La esencia del macartismo

APUNTES DE LA ALDEA GLOBAL

Donald Trump, durante la Convención Nacional del Partido Republicano, el jueves pasado. Foto: AP

Durante toda esta semana hemos escuchado en la Convención Nacional del Partido Republicano, en Estados Unidos, la reiterada acusación de que Joe Biden, Kamala Harris y los demócratas llevarán a esa nación al comunismo, si llegan a la Casa Blanca. El anticomunismo de la derecha estadounidense logró remontar la caída del Muro de Berlín y el cambio de siglo. Pero nunca antes, desde 1989, esa anacrónica tendencia ideológica había sido tan fuerte.

El trumpismo ha reavivado el anticomunismo en Estados Unidos. Lo escuchamos en todo tipo de oradores esta semana: lo mismo en políticos profesionales como la exembajadora en la ONU Nikki Haley o el Vicepresidente Mike Pence, en los hijos de Donald Trump o en empresarios y políticos cubanoamericanos como Máximo Álvarez y Jeanette Núñez. Unos y otros usaron indistintamente los términos “socialismo”, “marxismo” y “comunismo”, pero cuando aludían al primero o al segundo tenían en mente el tercero.

Esa confusión entre socialismo y comunismo está muy difundida en la derecha conservadora de Estados Unidos. Su explicación es histórica y tiene que ver con la debilidad de las organizaciones socialistas en ese país, donde la izquierda ha sido tradicionalmente hegemonizada por el liberalismo del Partido Demócrata. Pero el equívoco o, mejor dicho, la deliberada identificación de la socialdemocracia o el socialismo democrático con el comunismo encuentra su origen en el fenómeno macartista.

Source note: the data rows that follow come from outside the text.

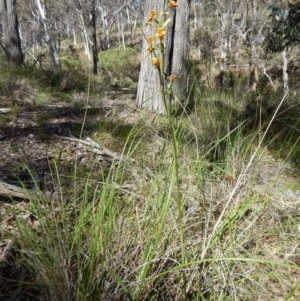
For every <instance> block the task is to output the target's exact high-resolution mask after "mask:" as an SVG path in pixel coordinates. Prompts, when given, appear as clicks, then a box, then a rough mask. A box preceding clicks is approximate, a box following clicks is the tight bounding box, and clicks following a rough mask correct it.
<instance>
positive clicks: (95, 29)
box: [91, 0, 99, 74]
mask: <svg viewBox="0 0 300 301" xmlns="http://www.w3.org/2000/svg"><path fill="white" fill-rule="evenodd" d="M91 16H92V19H91V22H92V41H93V73H94V74H98V73H99V70H98V62H99V57H98V44H97V30H96V0H93V2H92V10H91Z"/></svg>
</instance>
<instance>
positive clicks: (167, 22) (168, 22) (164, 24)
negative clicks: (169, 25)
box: [163, 18, 171, 28]
mask: <svg viewBox="0 0 300 301" xmlns="http://www.w3.org/2000/svg"><path fill="white" fill-rule="evenodd" d="M170 21H171V18H169V19H167V20H166V22H165V23H164V25H163V28H165V27H166V26H167V25H168V24H169V22H170Z"/></svg>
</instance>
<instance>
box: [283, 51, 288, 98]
mask: <svg viewBox="0 0 300 301" xmlns="http://www.w3.org/2000/svg"><path fill="white" fill-rule="evenodd" d="M282 62H283V64H282V79H283V89H284V91H285V92H288V91H289V74H288V55H287V50H286V48H284V49H283V51H282Z"/></svg>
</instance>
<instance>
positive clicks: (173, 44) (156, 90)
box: [137, 0, 191, 114]
mask: <svg viewBox="0 0 300 301" xmlns="http://www.w3.org/2000/svg"><path fill="white" fill-rule="evenodd" d="M168 3H169V1H166V0H159V1H158V0H149V1H146V2H145V7H144V22H143V24H145V23H146V22H147V20H148V13H149V12H150V11H151V10H153V9H154V10H156V11H157V12H158V14H159V13H160V12H161V11H162V10H163V7H164V6H165V5H167V4H168ZM190 3H191V1H190V0H178V1H177V4H178V9H176V10H173V11H172V12H171V13H170V14H169V15H168V17H170V18H171V22H170V23H169V25H168V27H167V32H168V33H167V37H166V39H165V44H166V49H165V54H166V56H165V74H166V75H170V74H175V75H176V76H177V79H176V80H175V81H174V86H173V88H174V89H173V93H174V95H175V97H176V98H178V99H179V100H180V101H181V100H186V98H187V89H188V81H187V79H188V54H189V22H188V16H189V10H190ZM144 34H145V36H146V37H149V36H151V35H153V34H154V32H153V28H152V27H151V26H147V27H146V28H145V29H144ZM147 48H148V42H147V40H146V39H145V38H144V40H143V48H142V62H141V70H140V76H139V83H138V91H137V105H138V106H139V107H141V108H144V109H147V110H150V111H154V112H157V113H159V114H165V107H164V103H163V99H162V95H161V91H160V80H159V73H158V70H157V69H156V68H155V67H154V66H153V65H152V63H151V58H150V56H149V55H147V51H146V49H147Z"/></svg>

No sólo en los años 50, cuando Joseph McCarthy armó sus cacerías de brujas, sino durante tres décadas, los 60, los 70 y los 80, el anticomunismo dio forma a una doctrina de la seguridad nacional que justificaba la represión de cualquier movimiento de izquierda porque eventualmente podía derivar en el comunismo. Esa doctrina, como es sabido, se trasladó a la política exterior de Estados Unidos, que en América Latina causó estragos con el apoyo a golpes de Estado como los que derrocaron a Jacobo Arbenz en Guatemala, a Joao Goulart en Brasil y a Salvador Allende en Chile, o a dictaduras militares como las suramericanas, las andinas y las centroamericanas.

La esencia del macartismo es, por tanto, la descalificación y, en el peor de los casos, la neutralización de cualquier modalidad de izquierda con el subterfugio de que irremediablemente conducirá al comunismo. Ese comunismo que propiciaría la izquierda no es otro que el llamado “socialismo real” de Iósif Stalin en la Unión Soviética y los países de Europa del Este después de la Segunda Guerra Mundial.

El comunismo es, según la tradición macartista que ahora revive Trump, una versión del mal político en la que se confunden liberales y populistas, socialdemócratas y anarquistas. Todas las corrientes del Partido Demócrata, desde el socialismo democrático de Bernie Sanders, Elizabeth Warren o Alexandria Ocasio-Cortez hasta el liberalismo moderado de Kamala Harris, Beto O’Rourke o Joe Biden, son comunistas según el nuevo macartismo.

Nunca, ni siquiera en los tiempos de McCarthy, se llegó al extremo de englobar todo el liberalismo en el comunismo. La diferencia reside en que en aquellos años de la Guerra Fría, cuando existían la URSS y el bloque soviético, el comunismo era algo real. Ahora, por tratarse nuevamente de un fantasma, como decía Marx, se presta más fácilmente a la alteración de la verdad que practica cotidianamente el trumpismo.

El nuevo macartismo no es, desde luego, un fenómeno exclusivamente norteamericano. Lo vemos en Italia con Salvini, en España con Abascal, en Brasil con Bolsonaro, en Bolivia con Áñez o en El Salvador con Bukele. En México a veces asoma la cabeza en sectores de derecha, que erróneamente llaman comunista al populismo de izquierda o al nacionalismo revolucionario. Con esas distorsiones demuestran lo poco que conocen la historia de las tantas fricciones entre el cardenismo y el comunismo dentro de la izquierda mexicana del siglo XX.